À 23 h 40, lorsque la petite amie et la sœur de Nathalie arrivent pour la récupérer, elles trouvent la boutique étrangement silencieuse. Elle gît derrière le comptoir, le corps atrocement meurtri. Plusieurs témoins évoquent un homme quittant les lieux rapidement à bord d’une grosse voiture de couleur claire. Malgré des promesses des policiers à la famille pour résoudre l’enquête rapidement, les avancées se font attendre. Ce n’est qu’en 2022, près de quarante ans après les faits, que l’affaire est confiée au PCSNE. Les enquêteurs, tout en travaillant sur les affaires individuellement, se concentrent également sur la séralité des crimes.

Les dossiers sont examinés sous un nouvel angle. La famille de Nathalie Maire soumet aux enquêteurs de Nanterre un dossier de 20 pages avec des suggestions de pistes à explorer. En mai 2026, un homme est placé en garde à vue pour le meurtre de Nathalie Maire, puis relâché. Ce rebondissement ne déçoit pas l’avocat de la famille, Me Didier Seban, spécialisé dans les affaires de cold cases : « Les juges ont repris l’affaire et une conviction est sortie de ce travail : c’est sûrement dans la proximité de Nathalie que les choses se sont passées. Ce sont des histoires qui ont maintenant plus de 30 ans », a-t-il confié à France Info.
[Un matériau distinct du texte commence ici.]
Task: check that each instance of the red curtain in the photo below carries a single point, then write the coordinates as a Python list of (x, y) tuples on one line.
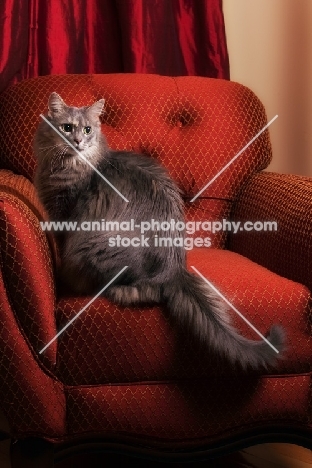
[(169, 37)]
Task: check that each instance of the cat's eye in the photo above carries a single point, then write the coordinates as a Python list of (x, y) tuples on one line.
[(67, 128), (87, 130)]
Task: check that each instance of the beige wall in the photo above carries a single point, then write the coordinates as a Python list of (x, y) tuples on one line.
[(270, 49)]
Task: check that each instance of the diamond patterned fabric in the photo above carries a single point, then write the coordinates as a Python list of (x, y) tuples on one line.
[(194, 126), (288, 251), (142, 345), (129, 375)]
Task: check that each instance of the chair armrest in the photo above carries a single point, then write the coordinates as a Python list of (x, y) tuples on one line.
[(287, 200), (31, 398), (26, 263)]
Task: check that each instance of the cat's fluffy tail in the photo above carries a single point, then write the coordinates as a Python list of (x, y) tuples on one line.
[(193, 304)]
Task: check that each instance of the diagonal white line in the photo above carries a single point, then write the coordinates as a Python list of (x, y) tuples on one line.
[(84, 158), (82, 310), (233, 159), (235, 310)]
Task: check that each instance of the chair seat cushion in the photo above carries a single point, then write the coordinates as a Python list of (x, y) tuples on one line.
[(113, 344)]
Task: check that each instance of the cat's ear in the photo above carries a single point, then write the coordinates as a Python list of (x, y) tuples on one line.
[(56, 104), (96, 109)]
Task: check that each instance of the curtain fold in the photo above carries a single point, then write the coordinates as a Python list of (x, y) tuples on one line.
[(176, 37)]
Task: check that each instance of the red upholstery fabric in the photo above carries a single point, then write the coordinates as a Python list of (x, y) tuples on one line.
[(192, 125), (141, 345), (288, 250), (129, 375)]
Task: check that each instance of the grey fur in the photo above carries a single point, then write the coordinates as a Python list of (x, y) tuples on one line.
[(71, 190)]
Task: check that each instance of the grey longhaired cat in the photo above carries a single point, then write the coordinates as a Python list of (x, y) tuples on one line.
[(71, 190)]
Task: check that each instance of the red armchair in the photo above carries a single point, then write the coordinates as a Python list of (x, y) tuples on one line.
[(124, 378)]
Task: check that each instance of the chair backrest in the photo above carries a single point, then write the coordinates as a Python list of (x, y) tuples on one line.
[(192, 125)]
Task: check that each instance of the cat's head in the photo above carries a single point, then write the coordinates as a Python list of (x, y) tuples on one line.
[(73, 131)]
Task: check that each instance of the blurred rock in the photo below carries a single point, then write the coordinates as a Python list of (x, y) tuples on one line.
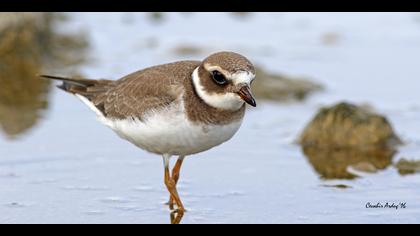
[(348, 126), (334, 163), (156, 17), (28, 45), (407, 167), (278, 87)]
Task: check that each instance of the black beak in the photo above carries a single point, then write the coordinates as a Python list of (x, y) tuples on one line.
[(245, 94)]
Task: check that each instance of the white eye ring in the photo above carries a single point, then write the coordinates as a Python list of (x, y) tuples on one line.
[(218, 77)]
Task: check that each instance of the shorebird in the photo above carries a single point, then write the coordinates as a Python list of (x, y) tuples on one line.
[(175, 109)]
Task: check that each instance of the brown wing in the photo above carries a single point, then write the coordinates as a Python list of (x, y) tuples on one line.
[(145, 90)]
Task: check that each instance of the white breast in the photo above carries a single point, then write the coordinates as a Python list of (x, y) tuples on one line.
[(168, 131)]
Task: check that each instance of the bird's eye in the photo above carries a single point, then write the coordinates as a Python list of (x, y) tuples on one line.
[(218, 77)]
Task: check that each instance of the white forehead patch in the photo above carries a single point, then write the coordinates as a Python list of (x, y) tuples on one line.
[(227, 101), (240, 77)]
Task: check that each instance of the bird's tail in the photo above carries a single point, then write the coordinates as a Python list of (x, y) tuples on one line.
[(85, 87)]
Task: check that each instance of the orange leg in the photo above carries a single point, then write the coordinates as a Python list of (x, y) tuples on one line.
[(170, 183), (175, 177)]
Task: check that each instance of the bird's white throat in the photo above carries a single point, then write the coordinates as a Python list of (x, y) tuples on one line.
[(227, 101)]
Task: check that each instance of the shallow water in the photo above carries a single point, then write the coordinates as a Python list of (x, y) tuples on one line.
[(70, 169)]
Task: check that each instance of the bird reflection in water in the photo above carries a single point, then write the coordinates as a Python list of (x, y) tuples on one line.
[(28, 45)]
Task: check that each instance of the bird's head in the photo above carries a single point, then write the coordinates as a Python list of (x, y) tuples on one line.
[(223, 81)]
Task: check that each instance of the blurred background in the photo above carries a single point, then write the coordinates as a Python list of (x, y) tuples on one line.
[(336, 125)]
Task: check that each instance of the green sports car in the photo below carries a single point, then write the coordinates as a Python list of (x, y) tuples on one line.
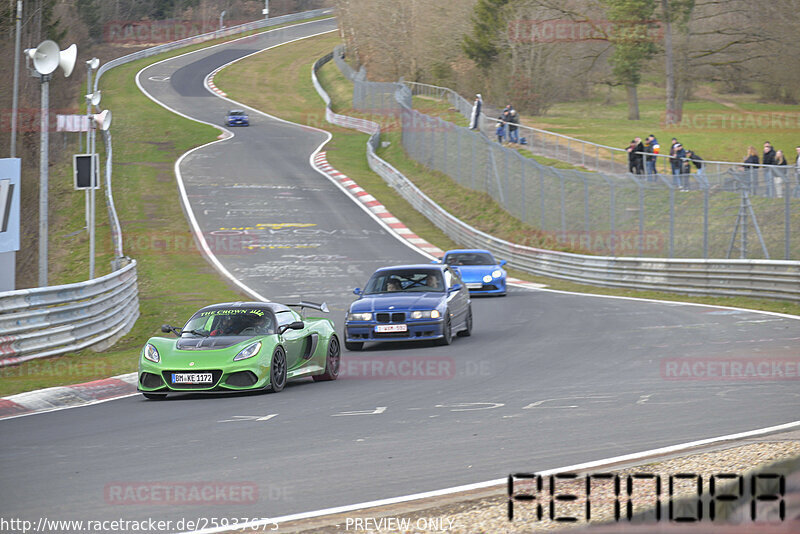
[(240, 346)]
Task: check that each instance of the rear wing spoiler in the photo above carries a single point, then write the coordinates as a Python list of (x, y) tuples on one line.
[(313, 305)]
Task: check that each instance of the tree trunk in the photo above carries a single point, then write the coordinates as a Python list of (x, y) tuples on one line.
[(671, 117), (633, 103)]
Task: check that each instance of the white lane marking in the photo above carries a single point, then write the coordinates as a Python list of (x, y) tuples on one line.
[(471, 406), (501, 481), (241, 418), (376, 411)]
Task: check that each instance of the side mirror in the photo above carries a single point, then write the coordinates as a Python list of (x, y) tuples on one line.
[(297, 325)]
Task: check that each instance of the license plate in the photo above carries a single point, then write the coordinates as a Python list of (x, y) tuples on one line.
[(192, 378), (391, 328)]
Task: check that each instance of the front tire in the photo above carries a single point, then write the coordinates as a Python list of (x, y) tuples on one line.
[(332, 360), (447, 331), (277, 370), (354, 346)]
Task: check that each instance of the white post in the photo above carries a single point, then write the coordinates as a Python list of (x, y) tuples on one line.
[(43, 180), (15, 97)]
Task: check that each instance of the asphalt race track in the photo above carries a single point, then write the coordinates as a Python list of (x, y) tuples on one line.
[(547, 379)]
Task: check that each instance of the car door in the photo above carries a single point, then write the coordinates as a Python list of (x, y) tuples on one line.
[(458, 301), (292, 340)]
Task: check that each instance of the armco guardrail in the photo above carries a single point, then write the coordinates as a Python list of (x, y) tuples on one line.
[(751, 278), (46, 321)]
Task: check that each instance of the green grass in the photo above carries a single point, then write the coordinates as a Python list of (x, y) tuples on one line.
[(718, 127), (292, 97), (174, 279)]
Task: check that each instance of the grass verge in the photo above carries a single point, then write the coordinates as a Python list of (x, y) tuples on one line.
[(293, 97), (174, 278)]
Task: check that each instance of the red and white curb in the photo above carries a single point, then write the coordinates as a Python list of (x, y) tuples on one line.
[(210, 82), (373, 205), (59, 398)]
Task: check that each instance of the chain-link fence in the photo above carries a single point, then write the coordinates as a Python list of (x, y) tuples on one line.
[(616, 214)]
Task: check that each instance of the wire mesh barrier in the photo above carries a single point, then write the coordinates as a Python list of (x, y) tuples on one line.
[(736, 213), (736, 277)]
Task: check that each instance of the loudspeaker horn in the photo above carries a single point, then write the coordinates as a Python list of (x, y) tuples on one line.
[(67, 58), (103, 120), (45, 57), (94, 98)]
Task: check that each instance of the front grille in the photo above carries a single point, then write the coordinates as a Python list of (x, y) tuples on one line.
[(149, 380), (242, 379), (390, 317), (216, 374)]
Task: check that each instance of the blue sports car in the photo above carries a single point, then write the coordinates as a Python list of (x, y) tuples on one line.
[(409, 302), (237, 117), (481, 273)]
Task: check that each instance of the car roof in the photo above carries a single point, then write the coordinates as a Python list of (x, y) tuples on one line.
[(274, 306), (468, 251), (414, 266)]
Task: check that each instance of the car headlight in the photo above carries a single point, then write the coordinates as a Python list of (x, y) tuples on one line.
[(248, 352), (426, 314), (151, 353)]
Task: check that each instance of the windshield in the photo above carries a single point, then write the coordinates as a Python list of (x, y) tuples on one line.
[(229, 322), (405, 281), (470, 258)]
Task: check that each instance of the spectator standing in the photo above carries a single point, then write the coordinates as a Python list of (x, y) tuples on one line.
[(631, 156), (513, 133), (652, 147), (674, 162), (678, 180), (639, 155), (781, 185), (475, 118), (769, 159), (500, 131), (751, 173)]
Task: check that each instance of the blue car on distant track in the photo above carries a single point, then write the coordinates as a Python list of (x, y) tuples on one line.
[(237, 117), (407, 303), (481, 273)]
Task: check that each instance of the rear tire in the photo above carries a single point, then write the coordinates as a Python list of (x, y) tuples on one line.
[(468, 327), (447, 331), (332, 360), (277, 370)]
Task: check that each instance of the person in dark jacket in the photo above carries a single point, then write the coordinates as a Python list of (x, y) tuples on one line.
[(750, 172), (769, 159)]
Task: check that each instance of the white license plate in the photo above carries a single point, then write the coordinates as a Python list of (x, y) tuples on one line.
[(391, 328), (192, 378)]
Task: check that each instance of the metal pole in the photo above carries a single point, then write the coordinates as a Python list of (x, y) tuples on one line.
[(43, 186), (15, 97), (92, 202)]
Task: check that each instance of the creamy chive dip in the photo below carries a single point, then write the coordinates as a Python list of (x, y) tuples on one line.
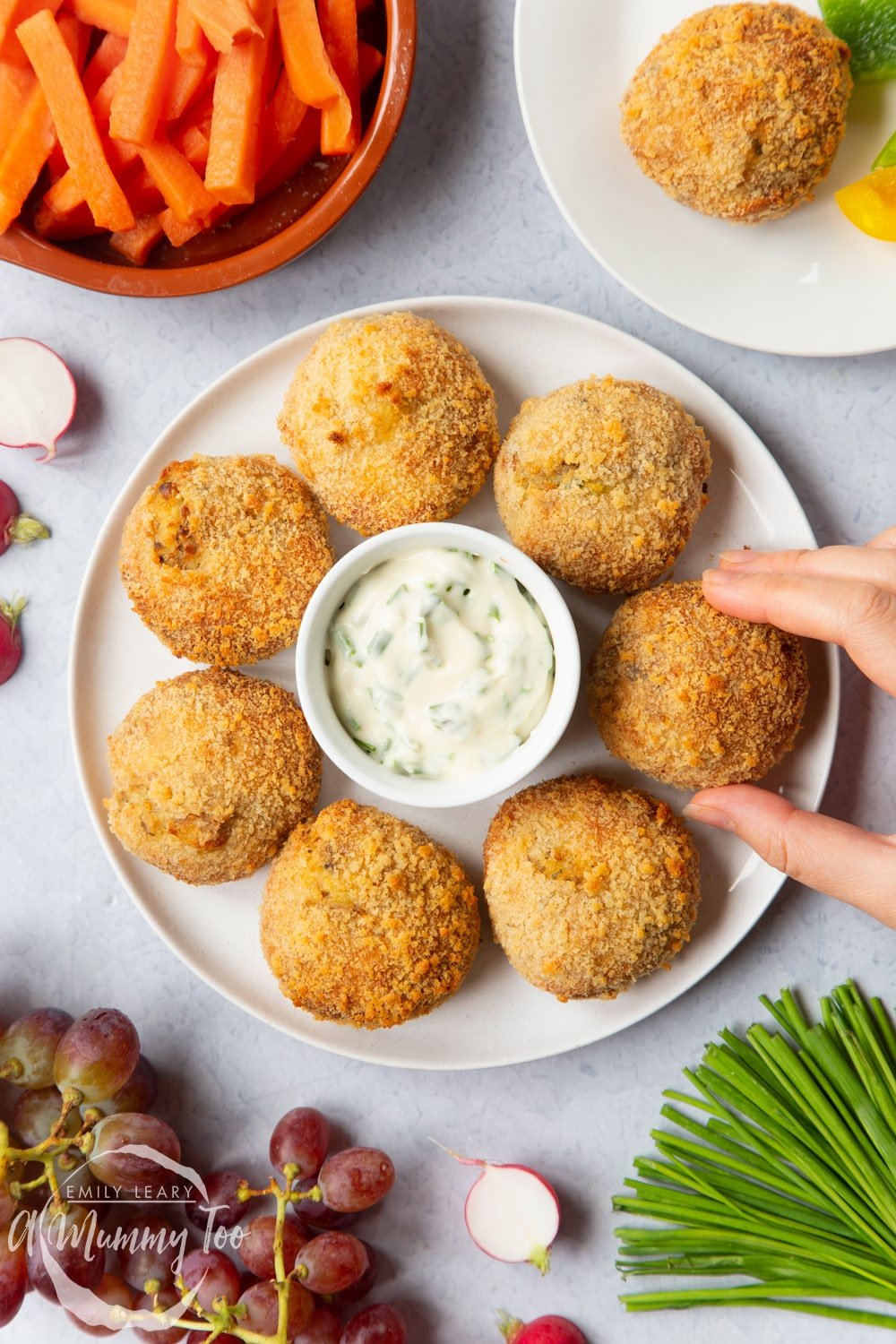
[(438, 663)]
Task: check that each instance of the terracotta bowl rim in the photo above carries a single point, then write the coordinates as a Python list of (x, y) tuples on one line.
[(26, 249)]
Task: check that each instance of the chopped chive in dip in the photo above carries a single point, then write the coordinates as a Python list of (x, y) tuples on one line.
[(440, 664)]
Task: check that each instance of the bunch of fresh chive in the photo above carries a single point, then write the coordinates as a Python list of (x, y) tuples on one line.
[(788, 1190)]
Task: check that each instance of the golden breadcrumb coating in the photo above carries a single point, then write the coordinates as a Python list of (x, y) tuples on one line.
[(210, 773), (692, 696), (590, 886), (602, 483), (366, 919), (392, 421), (739, 110), (220, 556)]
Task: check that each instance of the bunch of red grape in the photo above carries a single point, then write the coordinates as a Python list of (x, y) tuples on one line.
[(82, 1136)]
Sur dix femmes assassinées, seules trois personnes condamnées

L’histoire des disparues de l’A6 fait couler beaucoup d’encre, notamment à travers des livres et des podcasts, car elle illustre l’émergence des féminicides et l’inquiétude nationale qui en découle. Ce « triangle de la peur » qui s’installe chez les femmes et les jeunes filles rappelle le climat de terreur qui a touché les Anglaises dans les années 1970, victimes de l’Éventreur du Yorkshire, qui a tué 13 femmes en cinq ans.

Cette situation met également en lumière le peu de cas qui est parfois fait du respect des procédures, de la conservation des scellés par les enquêteurs de la police ou de la justice. Les corps de deux auto-stoppeuses belges, les premières de la série, disparues en 1984, n’ont jamais été retrouvés. Sur les dix affaires recensées, seules trois ont été résolues, avec les assassins condamnés. Le passage au PCSNE, dès sa création en 2022, pourrait permettre à certaines familles d’obtenir des réponses.

C’est le cas de la famille de Christelle Blétry, assassinée à Blanzy en Saône-et-Loire dans la nuit du 28 décembre 1996, après avoir subi 133 coups de couteau. Jusqu’en 2011, la police avait resserré ses recherches autour de 27 suspects sans succès. Mais en 2014, grâce à un prélèvement réalisé sur un vêtement de la victime, le coupable, Pascal Jardin, a été identifié. Cette issue est le fruit d’une longue bataille pour la vérité, menée par la famille Blétry et son conseil, ainsi que par l’effort collectif. En 1997, la mère de Marie-Rose Blétry a créé l’Association Christelle, visant à soutenir les familles de victimes d’agressions criminelles.

Aujourd’hui, les membres de l’association se battent pour maintenir la pression sur les enquêtes. Marie-Rose Blétry, en préparant un loto à Blanzy pour financer son association, souligne l’importance de cette mobilisation. Elle rappelle que l’expression « disparues de l’A6 », souvent utilisée par les médias, peut être trompeuse, car la majorité des victimes ont été retrouvées. La lutte pour la justice continue, et les familles espèrent obtenir des réponses avant qu’il ne soit trop tard.